The Langmuir monolayer (A) shows how a molecule can affect a phospholipid interface by penetrating and condensing (red arrows) or spreading (blue arrows) the phospholipids during a compression isotherm. The schematic depiction of a RM (B) outlines the area in which a molecule may reside, such as the bulk water (a), interfacial Stern layer (b), AOT tail region (c), and isooctane (d). The black oval demonstrates how a molecule can have varying depths within the RM interface along with different orientations. Figure adapted from Peters et al.

Figure 3.

Compression isotherms of DPPC (left column) or DPPE (right column) in the presence of INH (A and B) or BHZ (C and D). The solid black curves correspond to the control films without any hydrazide present. The other curves correspond to 10mM hydrazide (red dashed line), 1 mM (blue dotted line), and 0.1 mM (green dashed and dotted line) present in the 20 mM sodium phosphate buffered subphase (pH 7.4). Each curve is an average of at least 3 trials with standard deviations. The R group for each phospholipid includes the phosphate, glycerol, and fully saturated C₁₆ tails. See Figures S4 and S5 for enlarged versions.

Figure 4:

The resulting surface pressure compression isotherms of DPPC (left column) and DPPE (right column) in the presence of BA (A and B), PIC, (C and D), NIC (E and F), iNIC (G and H) at concentrations of 0 mM (black solid line), 0.1 mM (green dashed and dotted line), 1.0 mM (blue dotted line), and 10 mM (red dashed line) in the 20 mM sodium phosphate buffered subphase (pH 7.4). Each curve is an average of at least 3 trials with standard deviations. The R group for each phospholipid includes the phosphate, glycerol, and fully saturated Ci6 tails. See Figures S7-S10 for enlarged versions.

Figure 5.

1D ¹H NMR spectra obtained using a 400 MHz Varian NMR of INH, iNIC, BHZ, BA, NIC, and PIC in D₂O and varying sizes of RMs (w₀) given on the left of each stack of spectra.
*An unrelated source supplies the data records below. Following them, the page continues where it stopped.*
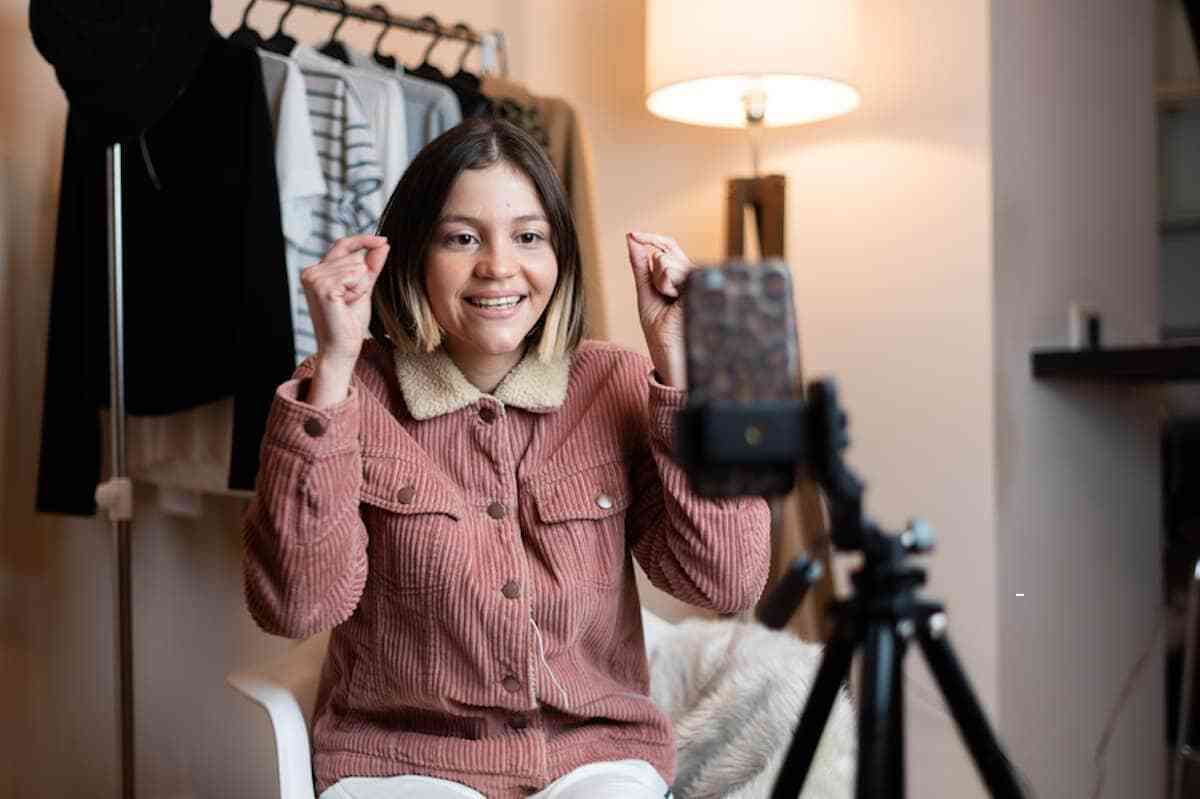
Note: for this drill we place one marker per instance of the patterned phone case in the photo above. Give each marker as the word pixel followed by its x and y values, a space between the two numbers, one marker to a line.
pixel 741 337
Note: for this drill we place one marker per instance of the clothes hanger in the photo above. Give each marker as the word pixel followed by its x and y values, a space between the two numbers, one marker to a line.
pixel 281 42
pixel 246 35
pixel 334 48
pixel 426 70
pixel 463 78
pixel 388 61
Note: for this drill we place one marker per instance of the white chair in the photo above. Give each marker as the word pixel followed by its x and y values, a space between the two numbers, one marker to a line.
pixel 287 690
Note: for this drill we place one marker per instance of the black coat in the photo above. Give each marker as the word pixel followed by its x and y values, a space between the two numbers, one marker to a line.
pixel 207 296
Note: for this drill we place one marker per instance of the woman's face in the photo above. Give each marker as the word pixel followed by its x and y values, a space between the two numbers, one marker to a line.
pixel 491 268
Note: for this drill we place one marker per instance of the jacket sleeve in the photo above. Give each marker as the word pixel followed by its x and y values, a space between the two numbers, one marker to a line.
pixel 305 546
pixel 713 553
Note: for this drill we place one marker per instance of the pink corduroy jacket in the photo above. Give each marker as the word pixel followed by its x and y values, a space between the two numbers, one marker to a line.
pixel 473 556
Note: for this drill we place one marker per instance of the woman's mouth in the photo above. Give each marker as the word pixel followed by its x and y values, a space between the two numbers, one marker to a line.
pixel 498 302
pixel 496 307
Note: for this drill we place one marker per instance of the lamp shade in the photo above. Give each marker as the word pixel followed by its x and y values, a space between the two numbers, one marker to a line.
pixel 712 61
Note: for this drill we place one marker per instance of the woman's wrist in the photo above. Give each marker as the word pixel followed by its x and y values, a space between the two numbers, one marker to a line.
pixel 330 380
pixel 671 371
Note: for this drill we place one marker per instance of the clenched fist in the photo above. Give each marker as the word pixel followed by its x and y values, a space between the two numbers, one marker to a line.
pixel 339 293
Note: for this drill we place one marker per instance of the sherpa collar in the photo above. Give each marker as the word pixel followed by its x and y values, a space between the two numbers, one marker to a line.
pixel 433 385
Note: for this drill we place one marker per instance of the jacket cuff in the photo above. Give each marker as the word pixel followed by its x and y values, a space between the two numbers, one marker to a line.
pixel 309 431
pixel 665 403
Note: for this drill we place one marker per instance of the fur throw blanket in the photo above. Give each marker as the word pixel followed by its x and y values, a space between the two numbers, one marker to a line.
pixel 735 692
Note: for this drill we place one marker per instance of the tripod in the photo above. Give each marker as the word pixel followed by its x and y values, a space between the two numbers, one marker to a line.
pixel 883 613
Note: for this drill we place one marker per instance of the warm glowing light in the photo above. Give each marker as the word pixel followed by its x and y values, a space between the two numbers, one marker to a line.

See Figure 1 for labeled structures corresponding to peak labels.

Figure 6:

¹H-¹H 2D ROESY NMR spectra acquired using a 400 MHz Inova NMR of INH (A1-A3) and iNIC (B1-B3) using 200 ms, 100 ms, and 0 ms mixing time (1–3) and a relaxation delay of 1.5 s. The diagonal is indicated by the diagonal line. The lines also highlight any off diagonal cross peaks.

Figure 7:

Pictorial representation of the placement of INH, iNIC, BHZ, BA, PIC, and NIC within the RM as determined through ID and 2D ¹H NMR studies. It is important to note that this system is highly dynamic and therefore these are average positions/orientation within the AOT interface based on the ID and 2D NMR data presented in this study.